Ingredients (serves 4) :
4 Terroirs d’avenir pears
50cl water
25gr cane sugar
1 tablespoon Esprit Gourmand Corsican maquis honey
1 glass of organic apple juice
½ vanilla pod
½ teaspoon Olivier Roellinger Equinoxiale powder
25cl syrup
4.5cl pear alcohol
25cl Jean-Yves Bordier full-cream liquid
2 gas cartridges for siphon
Recipe:
Combine water and sugar in a saucepan. Bring the mixture to the boil, then remove from the heat. Add the vanilla beans from the split pod and the apple juice, then stir to combine. Add Olivier Roellinger powder.

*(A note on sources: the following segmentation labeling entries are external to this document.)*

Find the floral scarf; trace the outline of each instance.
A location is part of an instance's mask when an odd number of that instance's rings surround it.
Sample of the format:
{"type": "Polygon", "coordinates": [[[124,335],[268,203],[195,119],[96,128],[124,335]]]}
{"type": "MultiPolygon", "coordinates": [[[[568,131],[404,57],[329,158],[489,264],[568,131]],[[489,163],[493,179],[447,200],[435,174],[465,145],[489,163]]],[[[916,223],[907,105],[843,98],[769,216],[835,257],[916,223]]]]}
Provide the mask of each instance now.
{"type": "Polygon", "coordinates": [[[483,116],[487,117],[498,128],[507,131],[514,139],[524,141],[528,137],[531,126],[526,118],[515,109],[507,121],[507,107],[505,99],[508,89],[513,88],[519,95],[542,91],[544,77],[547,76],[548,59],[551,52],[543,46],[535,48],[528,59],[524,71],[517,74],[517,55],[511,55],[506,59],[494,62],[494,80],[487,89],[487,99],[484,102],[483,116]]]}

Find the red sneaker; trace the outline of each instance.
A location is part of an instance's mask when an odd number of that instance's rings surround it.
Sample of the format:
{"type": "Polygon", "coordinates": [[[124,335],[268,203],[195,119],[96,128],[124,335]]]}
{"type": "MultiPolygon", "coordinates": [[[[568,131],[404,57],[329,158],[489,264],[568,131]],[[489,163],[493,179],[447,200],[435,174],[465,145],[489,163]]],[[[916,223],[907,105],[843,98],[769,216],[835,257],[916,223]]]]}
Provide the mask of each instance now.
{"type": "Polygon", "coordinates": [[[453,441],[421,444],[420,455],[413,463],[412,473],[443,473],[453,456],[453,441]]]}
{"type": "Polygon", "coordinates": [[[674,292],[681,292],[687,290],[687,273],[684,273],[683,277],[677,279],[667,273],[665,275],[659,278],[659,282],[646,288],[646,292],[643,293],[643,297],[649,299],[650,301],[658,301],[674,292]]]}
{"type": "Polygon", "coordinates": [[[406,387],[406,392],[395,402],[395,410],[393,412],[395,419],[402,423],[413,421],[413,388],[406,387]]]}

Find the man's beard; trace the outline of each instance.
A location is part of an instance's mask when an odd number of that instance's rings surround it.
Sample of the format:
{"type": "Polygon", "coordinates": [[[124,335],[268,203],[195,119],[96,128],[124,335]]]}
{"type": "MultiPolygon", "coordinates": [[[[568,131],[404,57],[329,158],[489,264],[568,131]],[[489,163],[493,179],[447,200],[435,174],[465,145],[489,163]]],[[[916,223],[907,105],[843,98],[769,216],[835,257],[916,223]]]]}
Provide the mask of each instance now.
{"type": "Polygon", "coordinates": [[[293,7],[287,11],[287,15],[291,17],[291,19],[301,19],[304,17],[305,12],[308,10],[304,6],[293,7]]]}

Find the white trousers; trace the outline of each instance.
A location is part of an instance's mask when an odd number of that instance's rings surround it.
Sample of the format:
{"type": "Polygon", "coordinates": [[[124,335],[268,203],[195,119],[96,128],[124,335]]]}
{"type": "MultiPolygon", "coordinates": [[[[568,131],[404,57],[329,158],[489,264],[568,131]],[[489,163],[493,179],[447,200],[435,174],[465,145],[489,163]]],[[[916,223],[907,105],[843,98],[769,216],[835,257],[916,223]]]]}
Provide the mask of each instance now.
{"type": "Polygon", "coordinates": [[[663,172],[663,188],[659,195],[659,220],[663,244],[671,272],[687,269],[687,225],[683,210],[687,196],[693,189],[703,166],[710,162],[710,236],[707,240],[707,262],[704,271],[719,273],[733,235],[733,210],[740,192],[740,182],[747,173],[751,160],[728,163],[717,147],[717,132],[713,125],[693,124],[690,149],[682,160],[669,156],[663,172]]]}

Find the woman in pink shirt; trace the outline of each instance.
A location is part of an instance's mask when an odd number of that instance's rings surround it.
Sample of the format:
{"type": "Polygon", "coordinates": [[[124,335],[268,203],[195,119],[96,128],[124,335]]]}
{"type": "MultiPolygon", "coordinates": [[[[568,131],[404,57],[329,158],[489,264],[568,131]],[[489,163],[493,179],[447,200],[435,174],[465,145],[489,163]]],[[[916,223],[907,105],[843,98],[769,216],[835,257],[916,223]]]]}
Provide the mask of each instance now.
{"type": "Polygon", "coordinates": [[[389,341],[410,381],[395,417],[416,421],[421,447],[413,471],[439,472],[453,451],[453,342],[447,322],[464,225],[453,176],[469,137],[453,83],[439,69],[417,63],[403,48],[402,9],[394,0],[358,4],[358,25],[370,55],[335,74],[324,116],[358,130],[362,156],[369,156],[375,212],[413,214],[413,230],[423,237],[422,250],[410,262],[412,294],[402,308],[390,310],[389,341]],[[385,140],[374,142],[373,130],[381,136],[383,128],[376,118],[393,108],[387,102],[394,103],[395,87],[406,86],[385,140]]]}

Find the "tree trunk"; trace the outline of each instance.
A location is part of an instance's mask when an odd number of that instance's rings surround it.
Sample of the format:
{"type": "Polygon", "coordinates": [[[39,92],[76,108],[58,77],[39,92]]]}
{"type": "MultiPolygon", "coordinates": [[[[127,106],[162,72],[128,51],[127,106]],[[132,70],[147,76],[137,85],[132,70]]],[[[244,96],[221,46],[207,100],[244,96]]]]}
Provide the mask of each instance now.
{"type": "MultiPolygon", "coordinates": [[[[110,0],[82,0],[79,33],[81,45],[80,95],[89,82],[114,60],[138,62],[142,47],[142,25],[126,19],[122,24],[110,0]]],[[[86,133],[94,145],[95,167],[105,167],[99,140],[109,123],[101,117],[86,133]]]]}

Peel the pears, place in the syrup and return the pan to a low heat. Poach for about 15 min.
Drain and set aside.
Strain the cooled syrup and keep 25cl.
In a syphon, add the syrup, pear alcohol and cream. Add the gas cartridge, shake to mix well and check texture by applying initial pressure. If the texture is not right, add a second cartridge.
Finishing and straightening :
Using the siphon, place a dab of espuma in the bottom of each plate. Carefully place the pear on top. Sprinkle over a few flaked almonds, then season with a pinch of equinoxial powder.
Serve on its own or with a slice of galette des rois.